In answering questions about further action the House can take on the pandemic, Malinowski, a newbie Democrat on CD-7, said Mitch McConnell, the Senate majority leader from Kentucky, remains an obstacle.

The audience got the point; additional pandemic-related legislation can only be made if the GOP Senate agrees with the Democratic House.

Nobody can deny that.

But then Malinowski threw in a joke.

He pointed out that Lysol, a popular disinfectant nowadays, is made in his district. That would be a Somerset County facility operated by parent company Reckitt & Benckiser. Armed with that information, the congressman said to a caller, “I’ve been thinking about using that with Mitch McConnell, like, hey, you know we’re going to hold the Lysol to Kentucky until you pass our electoral security bill.”

Ouch.

Now the congressman giggled when he said it. And he was quick to call it a “fantasy” and remarked, “It won’t work that way.”
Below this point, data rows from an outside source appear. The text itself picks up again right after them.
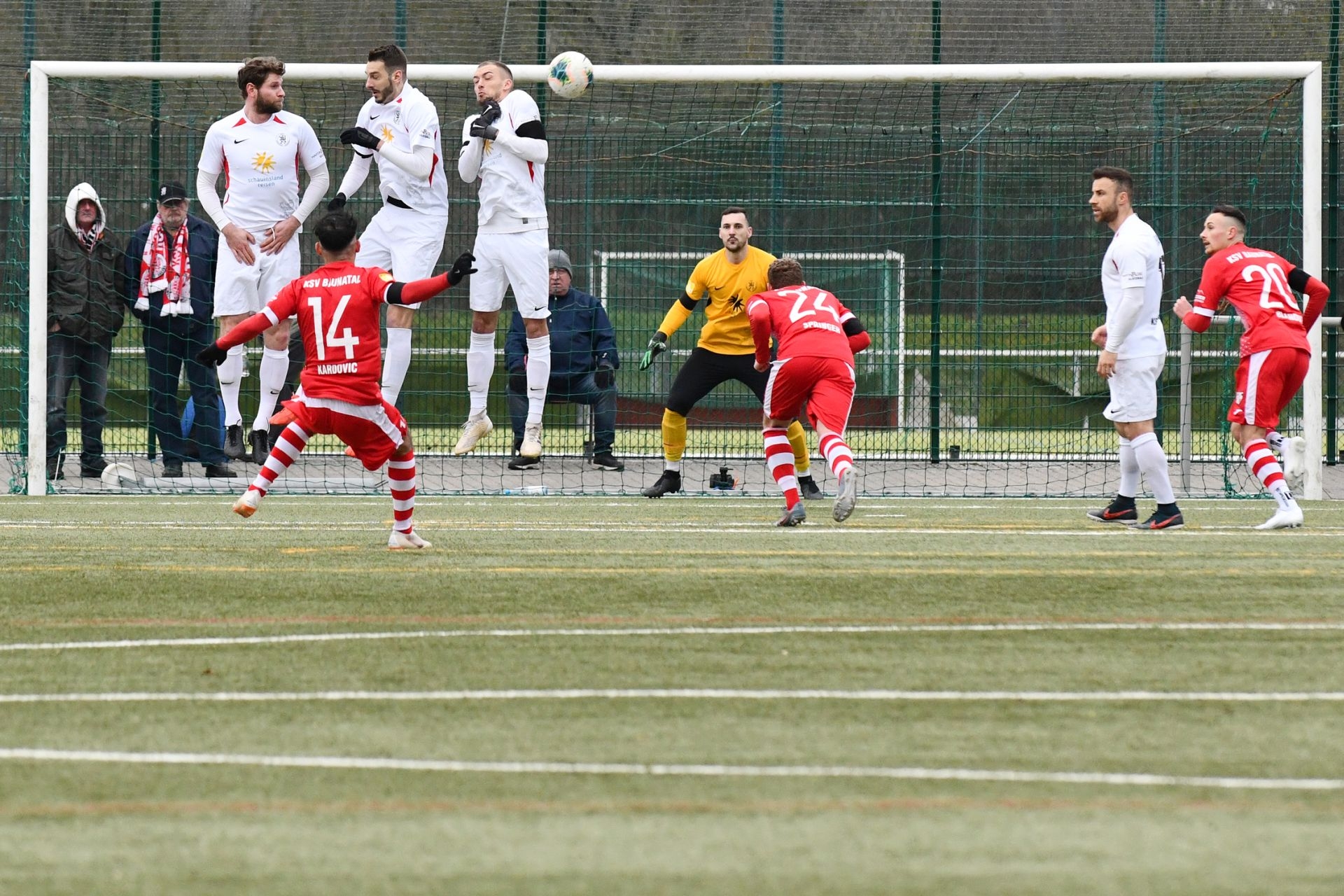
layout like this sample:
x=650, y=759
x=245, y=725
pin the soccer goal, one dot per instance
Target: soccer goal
x=948, y=204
Nothing a congressman says is a secret, and Malinowski’s joke quickly made it to GOP circles in Washington and Kentucky. The National Republican Congressional Committee weighed on Thursday night.

“People are dying, but that doesn’t stop Tom Malinowski from making sick jokes about withholding coronavirus-killing products for political reasons,” said spokesman Michael McAdams, adding that the
Comments are “absolutely disgusting”.

He said more than 1,500 Kentucky residents got the virus and 75 have died.

Malinowski will be challenged by Republican Thomas H. Kean Jr. this fall.

And today the Kentucky Republican Party stepped in and said the “threats” made by the Congressman must be denounced by leading Democrats in Kentucky.

The Malinowski camp claims the congressman was joking and anyone who overheard what he was saying knew he was joking. OK, but you have to think that Malinowski will approach the pandemic a little less smoothly in the future.